Sparkly new Valentine’s gift? Here’s how to protect it
Do you need coverage for the new bling you got for Valentine's Day? The answer is probably 'yes.'
“Engagement season” traditionally begins Thanksgiving Day and ends on Valentine’s Day, with around 40% of all proposals happening in this period each year. Second to Christmas Day, Valentine’s Day remains one of the most popular days to pop the questions, but with the average engagement ring costing thousands of dollars it’s important to quickly acquire appropriate insurance coverage for your expensive new token if you happen to be on the receiving end of a proposal.
In 2023, more than half of American consumers are expected to spend an average of $192.80 for Valentine’s Day – an increase from the $175.41 average spent in 2022 – with an overall total of about $25.9 billion spent on this year’s holiday, according to the National Retail Federation (NRF). If all goes as anticipated, it would make 2023 the second-highest year for Valentine’s Day spending since the NRF began tracking this data in 2004. The highest spending thus far was recorded in 2020, when consumers spent an average of $196.31. The NRF also predicts those between ages 35 and 44 will be the biggest spenders of all – averaging $335.71 for Valentine’s Day gifts and expenses.
More than $5.5 billion of this Valentine’s spending is expected to be on jewelry, but despite the extravagant price tag of some of these gifts, many recipients neglect to properly insure these pieces. According to a survey from ValuePenguin, 27% of those with $10,000 or more of jewelry in their home don’t have insurance for it. Overall, 62% of respondents to their survey said that, regardless of value, their jewelry isn’t insured, while 30% report having it insured through their renters or homeowners policy and 9% have separate coverage for these valuables.
There are a few options for consumers when it comes to protecting their valuables, with possibly the simplest being to add coverage for your new item to your existing homeowners or renters policy. ValuePenguin reports that, on average, adding $1,000 of additional coverage will cost about $12 annually, $5,000 in additional coverage would cost $60 and $10,000 of additional jewelry coverage would run you about $121.
Some insurers also offer standalone jewelry coverage, independent of a homeowners or renters policy, but these will often come at a higher premium than tacking a floater onto an existing policy.
Embedded insurance has become a hot topic as of late, with more consumers expressing interest in streamlining the coverage process by making insurance options available as part of their initial purchase of big-ticket items like jewelry.

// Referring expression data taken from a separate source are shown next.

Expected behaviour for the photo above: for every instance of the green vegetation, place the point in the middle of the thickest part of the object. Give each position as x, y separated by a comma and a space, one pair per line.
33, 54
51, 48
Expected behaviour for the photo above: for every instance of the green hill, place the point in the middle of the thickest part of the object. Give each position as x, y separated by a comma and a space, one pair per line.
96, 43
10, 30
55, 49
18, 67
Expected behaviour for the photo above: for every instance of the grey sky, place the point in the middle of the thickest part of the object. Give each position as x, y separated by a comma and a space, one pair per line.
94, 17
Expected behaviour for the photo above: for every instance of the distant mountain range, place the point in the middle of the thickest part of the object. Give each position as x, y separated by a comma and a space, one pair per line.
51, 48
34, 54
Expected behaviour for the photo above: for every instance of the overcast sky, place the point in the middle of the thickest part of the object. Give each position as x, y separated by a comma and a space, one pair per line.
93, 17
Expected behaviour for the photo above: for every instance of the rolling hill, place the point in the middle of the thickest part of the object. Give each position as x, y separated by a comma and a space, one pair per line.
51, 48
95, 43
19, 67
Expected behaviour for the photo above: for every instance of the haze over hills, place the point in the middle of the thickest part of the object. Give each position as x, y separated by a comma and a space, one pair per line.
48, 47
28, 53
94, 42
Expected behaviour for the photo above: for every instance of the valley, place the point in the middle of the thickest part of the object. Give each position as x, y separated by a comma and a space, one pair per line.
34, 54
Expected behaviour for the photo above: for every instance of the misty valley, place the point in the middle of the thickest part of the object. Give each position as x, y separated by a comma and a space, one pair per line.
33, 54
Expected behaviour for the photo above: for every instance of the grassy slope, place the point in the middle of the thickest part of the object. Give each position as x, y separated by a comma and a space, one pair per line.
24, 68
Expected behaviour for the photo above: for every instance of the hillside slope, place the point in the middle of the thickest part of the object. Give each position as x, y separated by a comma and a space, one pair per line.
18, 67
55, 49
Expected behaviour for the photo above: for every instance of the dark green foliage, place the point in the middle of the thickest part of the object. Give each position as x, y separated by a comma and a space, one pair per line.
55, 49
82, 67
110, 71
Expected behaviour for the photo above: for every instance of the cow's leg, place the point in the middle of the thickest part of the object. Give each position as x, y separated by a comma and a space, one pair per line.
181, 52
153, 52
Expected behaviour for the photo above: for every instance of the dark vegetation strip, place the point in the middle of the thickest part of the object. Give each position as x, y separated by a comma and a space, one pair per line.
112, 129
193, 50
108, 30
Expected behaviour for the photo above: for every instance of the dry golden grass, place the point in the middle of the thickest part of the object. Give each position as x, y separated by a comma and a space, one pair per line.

A recent retail products insurance study from Cover Genius showed that nearly half of consumers say they would increase the amount of money they spent and/or the amount of products they buy if offered insurance at checkout. Sixty percent of consumers told Cover Genius they would prefer purchasing insurance from a retailer at the point of sale rather than through third-party sources.
If you’re overwhelmed with where to start finding the appropriate coverage for your new jewelry, Travelers Insurance suggests the following steps to jumpstart the process:
- Read your existing homeowners or renters policy to find out what is currently included and what your coverage limits are.
- Make a list of all items you might like additional coverage for, including expensive or antique items, family heirlooms, artwork, silver, expensive hobby equipment or other high-value items.
- Attach a monetary value to each item you plan to insure. If you’re unsure of the value, consider having the item appraised by a professional. Keep documentation of the appraisal in case your insurer requests it.
- Ask your agent for a quote on a personal articles floater for your jewelry and other valuables – especially if the value for which you’d like to insure them exceeds your existing homeowners or renters policy limits.